Light Emitting and Superluminescent Diodes

An LED is a semiconductor device that emits light when the forward-directed current passes the p-n junction. LEDs are the light sources with a wide range of selected wave­lengths from UV to IR. A typical wavelength bandwidth is 20-30 nm for LEDs working in the visible range. An LED’s light power ranges from a few milliwatts to a few watts. Their
light beam divergence is of a few tenths of a degree. They can be used as prospective light sources for many applications because of their high efficiency (conversion of electrical to light energy), long life time (more than 105 hours), ability to emit many different wave­lengths (colors), and high brightness.

A superluminescent diode (SLD) is a very bright diode light source with a broad band­width. It is usually manufactured using a laser diode technology (heterostructure, wave­guide, etc.), but without reflecting mirrors (there is an antireflection coating at the diode faces, or their out-of-parallelism is provided). Its main difference from a LED is that it has a uniform wavefront of the output radiation which allows one to couple its radiation into a single mode fiber. The SLDs are used in different medical OCT systems.
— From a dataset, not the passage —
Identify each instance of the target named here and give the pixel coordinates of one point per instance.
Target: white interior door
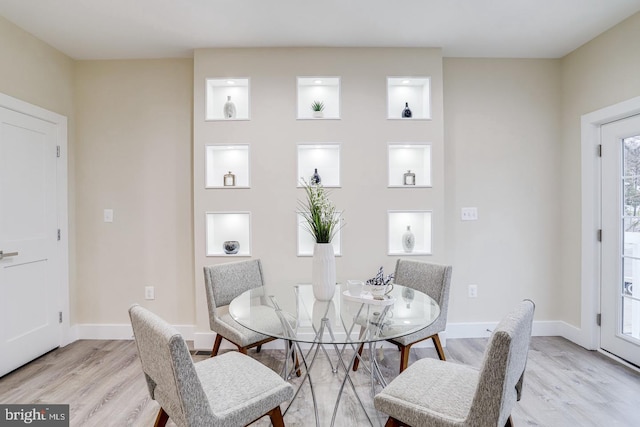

New semiconductor technologies that are based on heterostructure concept are impor­tant for fabrication of short-wavelength LEDs, SLDs, and diode lasers. Heterostructure is a semiconductor junction which is composed of layers of dissimilar semiconductor materi­als with nonequal band gaps. The quantum heterostructure has a size that restricts the movements of the charge carriers and forces them into a quantum confinement that leads to the formation of a set of discrete energy levels with sharper density, than that for structures of more conventional sizes.